Earlier this month, Australia’s two premier energy companies Woodside Energy (ASX: WDS) and Santos (ASX: STO) announced they are in “preliminary discussions” regarding a potential merger. It is a tantalising prospect, which could potentially create an $80 billion energy juggernaut likely ranking in the top 10 globally.
Several brokers have weighed in on the merger, which faces substantial hurdles from the respective boards and shareholders, as well as the ACCC. As I perused the broker research notes for today, a particular note from Citi caught my eye as I feel it went a step further than the usual merger commentary. Citi has reiterated their view that there’s a potential “pairs trade” on Woodside and Santos.
A pairs trade involves simultaneously buying one stock and selling another. If you already own the stock which is marked for sale, then you’re simply dumping it from your portfolio. But if you don’t own it, (or even if you do) there’s another possibility here, you could choose to short that stock.
Boo! Short selling! Short sellers are evil, nasty villains lurking in dark hedge fund trading rooms, and who are out to destroy the portfolios of honest, average investors, right?
Not in my opinion. Short sellers are simply investors who perceive a mispricing in the market. They sell first, theoretically at a higher price, with a view to buying back in the future at a lower price. I can’t see how this is any different from a value investor buying a stock because they too perceive a mispricing in the market.
The main difference is short sellers sell stock which isn’t theirs. How do they do this? Well, they have to borrow that stock from an investor who intends to hold it for a very long time. The actual owner receives a fee for lending their shares to the short seller, and when the short seller is done, the owner gets their shares back and everything is hunky dory.
The Long term investors who lend stock out to short sellers tend to be your garden variety superannuation funds. Quite possibly the super fund your retirement savings are with right now. So as much as you may curse the short sellers bashing your favourite lithium stock’s price to oblivion, remember – the stock had to come from somewhere!
Anyways, back to the pairs trade. You’re typically trying to implement it on stocks which are quite similar. This will give you some natural protection against a broad market move where both stocks go up or both stocks go down. Under normal circumstances though, you’re trying to exploit a mispricing across the two stocks. One appears expensive and one appears cheap. The goal is to make a profit on the cheap one you buy, as well as make a profit on the expensive one you short.
Citi’s pair trade involves buying Santos and selling Woodside Energy. They’ve actually been in the trade since 15 June, so the current research note is more about whether it’s still valid. It is, according to Citi, but the merger has possibly muddied the waters in terms of what the broker calls “idiosyncratic risks”. This requires some “de-grossing” of the position size of the pairs trade.

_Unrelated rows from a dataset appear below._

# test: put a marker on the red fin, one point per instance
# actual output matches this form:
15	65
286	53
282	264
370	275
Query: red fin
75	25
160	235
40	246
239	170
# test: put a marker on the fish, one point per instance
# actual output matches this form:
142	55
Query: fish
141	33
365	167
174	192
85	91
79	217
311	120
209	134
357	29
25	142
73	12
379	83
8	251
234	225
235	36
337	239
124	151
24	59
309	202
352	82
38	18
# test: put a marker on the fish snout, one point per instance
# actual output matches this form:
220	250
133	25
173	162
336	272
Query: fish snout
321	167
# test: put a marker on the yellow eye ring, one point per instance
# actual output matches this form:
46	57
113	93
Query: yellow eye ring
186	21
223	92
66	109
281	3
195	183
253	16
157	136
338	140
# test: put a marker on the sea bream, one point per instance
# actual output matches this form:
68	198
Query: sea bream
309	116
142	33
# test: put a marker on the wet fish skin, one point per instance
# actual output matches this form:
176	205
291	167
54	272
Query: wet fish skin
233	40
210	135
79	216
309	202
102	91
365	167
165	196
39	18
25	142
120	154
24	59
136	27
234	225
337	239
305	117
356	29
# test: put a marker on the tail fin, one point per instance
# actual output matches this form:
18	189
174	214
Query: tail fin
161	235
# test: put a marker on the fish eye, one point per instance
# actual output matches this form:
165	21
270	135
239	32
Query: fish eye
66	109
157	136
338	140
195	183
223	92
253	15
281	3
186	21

Whilst Citi suggests a more modest position size for the trade, they still feel it has some way to go. That is, there remains scope for Santos stock to demonstrate “continued relative outperformance” over Woodside stock. The reasons for this view are:
Santos’s Barossa Project is less risky than Woodside’s Scarborough Project. Both projects are vitally important to the respective medium-to-long term growth profiles of each company. The value of Barossa is under-represented in Santos’s stock price compared to Scarborough in Woodside’s.
Given Santos is now “in play” as a result of the merger, it could open the door to strategic asset sales which could unlock extra value for shareholders, or more tantalisingly, the prospect of what Citi calls an “interloper” – which could enter the fray and lob a competing bid for the company.
If the deal doesn’t go through, Santos may look to implement a further sell down of their PNG LNG stake, possibly around 5%. This would be done to further de-gear the balance sheet.
Santos has a less onerous capex to return on invested capital (ROIC) profile than Woodside. This just means that Citi believes Santos is going to get far more bang for their invested buck compared to Woodside going forward – order of magnitude “flat” for Woodside versus “>20% top line growth” for Santos.
Woodside is more sensitive to the oil price weakness than Santos and will increasingly need to pursue mergers and acquisitions to maintain growth and its dividend yield.
Citi notes the main risk to the pairs trade, that is the aforementioned “idiosyncratic” risk, is the merger doesn’t proceed. In this scenario Woodside would naturally get a stock price boost (as the acquirer) and Santos a potential de-rating as the acquiree. If Woodside should get cold feet quickly, this would also likely reduce the chance of an interloper snooping into the deal.
It’s a super interesting take on the merger, and one which highlights the complexity in understanding the risks and rewards underlying the valuation of both companies should the merger succeed or fail. Citi’s final take can be inferred from their current rating and price targets for each stock. They rate Woodside as a “Sell” with a $26.50 price target, and Santos as a “Buy” with a $8.25 price target.